Cloudflare data leak...what does it mean to me?
The ISC has received several requests asking us to weigh in on the ramifications of the Cloudflare data leak, also being referred to by some as CloudBleed.
The short version of the vulnerability is that in rare situations, a bug in Cloudflare's edge servers could be triggered, which would cause a buffer overrun to occur. When these buffer overruns occurred, random data would be returned in the replies from the Cloudflare servers. Private chat messages, user logins and passwords, and many other bits of data were found in the random data. This data would be data from any of Cloudflare's customer applications, which is a very big list of some of the most popular sites on the Internet. Potentially over 4 million domains. (Partial list of popular sites and the full list are available here). Most seriously, these pages, containing random data, were cached to Google's search results (those results have now been scrubbed of Cloudflare data).
It is believed that this vulnerability was present from 22 Sept, 2016 until 18 Feb. 2017.
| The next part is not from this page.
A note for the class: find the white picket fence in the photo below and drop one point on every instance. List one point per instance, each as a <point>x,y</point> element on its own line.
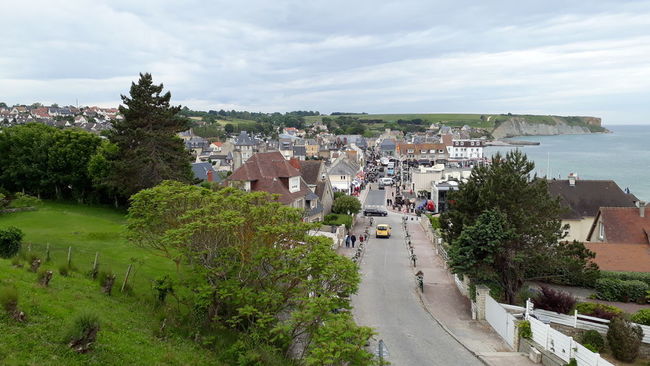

What does this mean to you? Unfortunately, the data leak means that this needs to be treated as another data breach. If you have an account on any Cloudflare hosted application, which we almost certainly all do, it is time to go and change your passwords. I would also strongly recommend that you use this as an opportunity to enable 2-factor authentication on any application that supports it.
UPDATE 20170224 17:45 UTC: It appears Cloudflare customers have started sending out password change requests. I just received my first a few minutes ago.